Un uomo privo di ogni pulsione patriarcale, seduttivo quanto dubbioso di sé, mai indaffarato e pure sempre al lavoro. Bello in quanto naturalmente bello e non perché ossessionato dallo specchio, intelligente, ma certamente non perché nevrotico e tenebroso. Un uomo ricco di contraddizioni anche evidenti eppure sempre celate con discrezione. Contraddizioni mascherate dai ruoli interpretati e quindi buone per un mestiere che amava quanto la vita stessa e dentro al quale poteva rivelarsi là dove nessuno se lo sarebbe mai aspettato. Come una burla, come un gioco e in parte lo era, ma in parte era anche il camuffamento di un’arte attoriale grandiosa e di un’esistenza complessa e sensibile che è inutile oggi indagare nei nomi e negli aneddoti.

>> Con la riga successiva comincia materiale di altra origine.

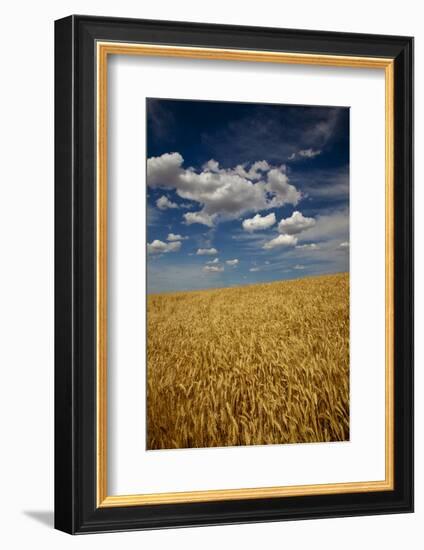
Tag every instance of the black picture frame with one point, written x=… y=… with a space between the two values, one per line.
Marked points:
x=76 y=508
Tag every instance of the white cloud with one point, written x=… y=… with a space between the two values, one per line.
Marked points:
x=305 y=153
x=278 y=184
x=233 y=263
x=295 y=224
x=159 y=247
x=330 y=226
x=281 y=240
x=211 y=166
x=213 y=269
x=259 y=222
x=163 y=203
x=255 y=171
x=163 y=171
x=309 y=153
x=206 y=251
x=173 y=237
x=222 y=193
x=199 y=217
x=311 y=246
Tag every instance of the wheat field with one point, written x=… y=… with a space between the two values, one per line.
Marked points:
x=252 y=365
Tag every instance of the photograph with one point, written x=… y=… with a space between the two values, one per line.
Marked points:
x=247 y=208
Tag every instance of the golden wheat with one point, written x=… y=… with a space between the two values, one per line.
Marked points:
x=253 y=365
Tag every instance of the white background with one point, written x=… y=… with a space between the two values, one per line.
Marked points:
x=131 y=79
x=26 y=289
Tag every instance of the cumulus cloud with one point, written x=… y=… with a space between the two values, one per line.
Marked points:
x=207 y=251
x=213 y=269
x=225 y=193
x=173 y=237
x=295 y=224
x=233 y=263
x=254 y=172
x=163 y=171
x=199 y=217
x=309 y=153
x=259 y=222
x=311 y=246
x=281 y=241
x=163 y=203
x=305 y=153
x=278 y=184
x=160 y=247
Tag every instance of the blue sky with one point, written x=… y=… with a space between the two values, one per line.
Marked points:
x=242 y=193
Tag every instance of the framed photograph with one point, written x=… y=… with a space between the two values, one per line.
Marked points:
x=234 y=274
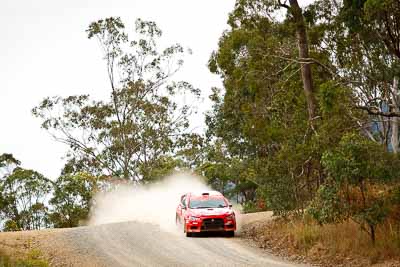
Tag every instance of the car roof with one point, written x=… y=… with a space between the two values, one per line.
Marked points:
x=204 y=193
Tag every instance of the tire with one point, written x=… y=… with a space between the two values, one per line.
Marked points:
x=230 y=233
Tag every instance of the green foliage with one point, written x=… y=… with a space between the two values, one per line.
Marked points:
x=135 y=133
x=360 y=172
x=23 y=197
x=72 y=198
x=32 y=259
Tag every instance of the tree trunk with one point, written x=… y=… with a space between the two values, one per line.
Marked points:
x=302 y=43
x=395 y=120
x=372 y=233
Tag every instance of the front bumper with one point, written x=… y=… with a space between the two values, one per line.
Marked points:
x=210 y=224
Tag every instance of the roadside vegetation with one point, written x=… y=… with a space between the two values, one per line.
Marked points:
x=306 y=125
x=32 y=259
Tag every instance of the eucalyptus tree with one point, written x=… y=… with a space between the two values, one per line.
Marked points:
x=137 y=131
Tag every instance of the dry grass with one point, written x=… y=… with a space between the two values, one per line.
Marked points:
x=342 y=244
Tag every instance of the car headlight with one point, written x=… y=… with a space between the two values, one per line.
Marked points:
x=230 y=217
x=194 y=219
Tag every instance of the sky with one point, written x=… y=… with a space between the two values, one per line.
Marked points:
x=44 y=51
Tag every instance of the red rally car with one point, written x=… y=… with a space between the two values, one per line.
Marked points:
x=205 y=212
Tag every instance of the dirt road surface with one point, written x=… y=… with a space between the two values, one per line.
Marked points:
x=140 y=244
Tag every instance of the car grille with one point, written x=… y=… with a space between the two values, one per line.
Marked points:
x=212 y=224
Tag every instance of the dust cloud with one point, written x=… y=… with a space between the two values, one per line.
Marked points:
x=155 y=203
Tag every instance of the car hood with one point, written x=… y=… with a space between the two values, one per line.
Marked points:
x=208 y=212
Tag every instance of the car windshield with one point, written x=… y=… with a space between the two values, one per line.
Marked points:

Un’esistenza che si ritrova tutta nei suoi sguardi, nei suoi toni di voce e in quel passeggiare elegante, ma sempre un po’ perso, come alla ricerca di una nebbia rassicurante e di quella voce bambinesca che lo chiama Marcellino, alla ricerca di Mastorna e del suo viaggio. Un film scritto e provato, ma mai girato, un atto mancato rimasto come una possibilità, l’ennesimo scherzo di due magnifici burloni.